Exterior do Banco OCBC em Singapura com pessoas passando.  Eles estão segurando guarda-chuvas.

No final de fevereiro, Phillip Chan Man Ping, de 59 anos, tornou-se a primeira pessoa em Singapura a ser oficialmente designada como “pessoa politicamente significativa”.

As autoridades da cidade-estado já tinham anunciado que Chan tinha “demonstrado susceptibilidade a ser influenciado por actores estrangeiros, e vontade de promover os seus interesses” e que as actividades de Chan “foram dirigidas para um fim político em Singapura” tornando-as no interesse público para “ contramedidas” a serem tomadas.

Para Chan, a designação significa que ele é obrigado a divulgar quaisquer doações políticas recebidas acima de um determinado valor, bem como a informar as autoridades sobre quaisquer afiliações estrangeiras. Ele pode apelar ao ministro do Interior contra a designação.

Até ser designado, Chan era, em muitos aspectos, a personificação de uma história de sucesso de Singapura.

Originário de Hong Kong, ele passou mais de 30 anos na cidade-estado do Sudeste Asiático, tornando-se um rico empresário, adquirindo a cidadania de Singapura e emergindo como uma voz de liderança para o fortalecimento dos laços não apenas entre sua terra natal, Hong Kong e Cingapura, mas também entre Singapura e a China.

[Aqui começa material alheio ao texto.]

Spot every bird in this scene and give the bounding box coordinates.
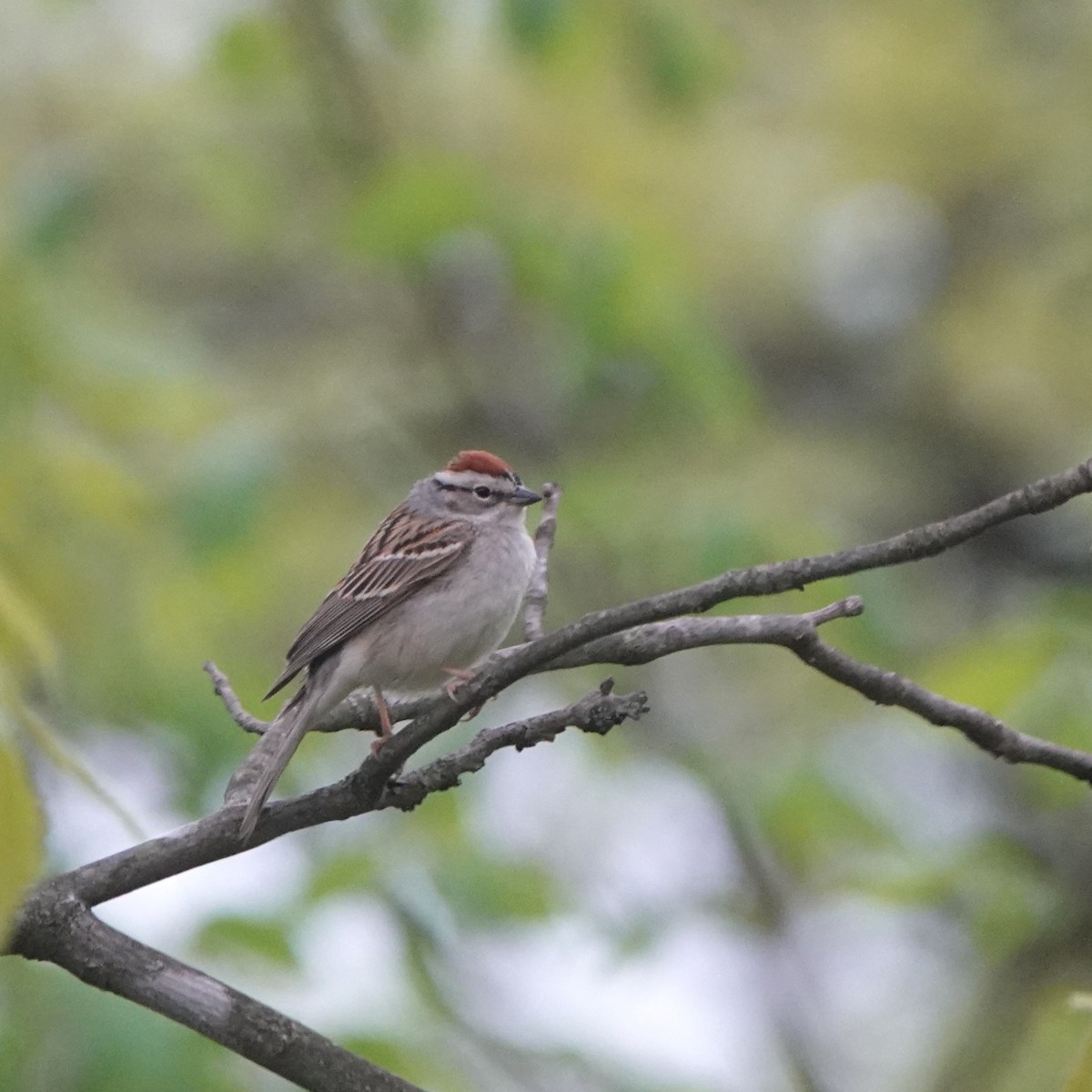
[225,451,541,842]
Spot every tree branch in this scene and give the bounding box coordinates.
[9,460,1092,1092]
[11,874,421,1092]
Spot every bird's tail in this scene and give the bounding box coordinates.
[224,684,318,842]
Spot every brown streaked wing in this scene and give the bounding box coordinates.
[262,504,474,701]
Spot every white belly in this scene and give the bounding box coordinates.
[338,528,535,693]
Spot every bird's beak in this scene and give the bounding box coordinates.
[508,485,541,508]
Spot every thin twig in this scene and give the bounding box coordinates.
[523,481,561,641]
[9,460,1092,1088]
[377,679,649,812]
[201,660,268,736]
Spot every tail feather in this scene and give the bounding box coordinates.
[224,686,313,842]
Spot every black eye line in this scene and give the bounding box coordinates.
[436,480,500,500]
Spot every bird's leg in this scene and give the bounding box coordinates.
[440,667,474,698]
[371,686,394,754]
[440,667,481,721]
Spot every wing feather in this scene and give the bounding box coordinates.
[266,504,474,698]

Singapura é o único país de maioria étnica chinesa no Sudeste Asiático – o resultado da migração do sul da China nos séculos XIX e XX – e como país cidade-estado estrategicamente importante manteve laços fortes com os seus vizinhos, ao mesmo tempo que aprofundou a cooperação com Pequim, o seu maior parceiro comercial.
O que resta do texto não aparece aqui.